Step 6: Add Sauce & Finish
Pour sauce over everything and toss to coat. Cook 1–2 minutes until thickened. Done!

Step 7: Serve
Spoon over hot jasmine rice and top with green onions and sesame seeds if you like.

Leftovers & Storage
- Store in the fridge for up to 4 days
- Reheat in a skillet with a splash of water or in the microwave
- Great in wraps, over salad, or mixed into noodles the next day
Meal Plan Ideas
- Monday: Serve with rice
- Tuesday: Leftovers in a lettuce wrap
- Wednesday: Toss into soba noodles
- Thursday: Add to a salad with peanut dressing
- Friday: Stir-fry fried rice using leftovers
What to Serve With
- Steamed jasmine or brown rice
- Cucumber salad with rice vinegar
- Miso soup or veggie broth
- Pan-fried dumplings
Common Mistakes
- Not pressing tofu — it won’t crisp properly
- Overcrowding the pan — cook in batches if needed
- Skipping the cornstarch in the sauce — it won’t thicken
- Adding the sauce too early — it can burn
FAQ
Can I use silken tofu?
Nope — it’ll fall apart. Stick to firm or extra-firm.

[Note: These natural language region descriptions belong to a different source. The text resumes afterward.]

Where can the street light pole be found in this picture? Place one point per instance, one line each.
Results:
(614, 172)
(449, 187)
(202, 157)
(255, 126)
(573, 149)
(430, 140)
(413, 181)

Too spicy for me — what now?
Cut the chili garlic sauce in half or leave it out.
Can I add other veggies?
Totally. Broccoli, carrots, or mushrooms work great.
Can I freeze it?
The texture of tofu changes when frozen, so I don’t recommend it for this one.
Give It a Try
This one’s bold, fast, and super satisfying. Make it once and it’ll be in your weekly dinner rotation in no time. Let me know how it goes — and drop a comment with questions or how you spiced yours up!